Le sixième CD est consacré aux Nocturnes pour piano seul dont il est question ci-dessous.
6 CD ALPHA CLASSICS
L’intégrale de la musique pour piano solo
En enregistrant l’intégrale de la musique pour piano solo de Fauré, l’excellent (et trop discret) pianiste Lucas Debargue révèle une œuvre d’une extrême richesse bizarrement boudée par les pianistes (au profit de pièces surjouées de Chopin par exemple), qu’avait découverte et analysée le philosophe Vladimir Jankélévitch (dans Fauré et l’inexprimable).
Cette œuvre se compose d’une cinquantaine de pièces dont les titres, qui sont assez convenus et que Fauré s’est résigné à leur donner à son corps défendant pour satisfaire son éditeur – Ballade, Barcarolle, Impromptu, Nocturne, Prélude, Valse-caprice… –, dissimulent une musique complexe, rigoureusement tonale, profondément originale, dont on reconnaît l’auteur dès les premières mesures.
Lucas Debargue, qui signe le très intéressant livret de l’album, a eu l’excellente idée de présenter les pièces par ordre d’opus, en pratique l’ordre chronologique de leur composition.

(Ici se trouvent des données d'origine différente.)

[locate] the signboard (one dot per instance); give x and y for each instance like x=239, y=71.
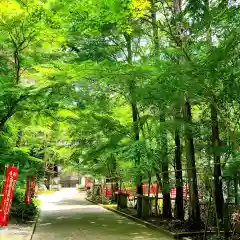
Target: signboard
x=30, y=188
x=8, y=191
x=28, y=191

On passe ainsi des trois Romances sans paroles de l’opus 17, clairement inspirées par les pièces éponymes de Mendelssohn, à des pièces de plus en plus élaborées et virtuoses, pour terminer avec le Nocturne n° 13 de l’opus 119, proche de l’atonalité, petit chef‑d’œuvre de la composition pianistique du XXe siècle.
Et l’on découvre un Fauré inquiet, qui va se révéler de plus en plus tourmenté au fur et à mesure que se déroule sa vie, tout heureux et chargé d’honneurs qu’il soit.
Proust, mort en 1922 deux ans avant Fauré, aimait, paraît-il, cette musique introspective et ineffable. Et si Vinteuil, c’était Fauré ?
4 CD SONY
1. Le très bel enregistrement par le Quatuor Ébène a été cité dans ces colonnes voilà quelques mois.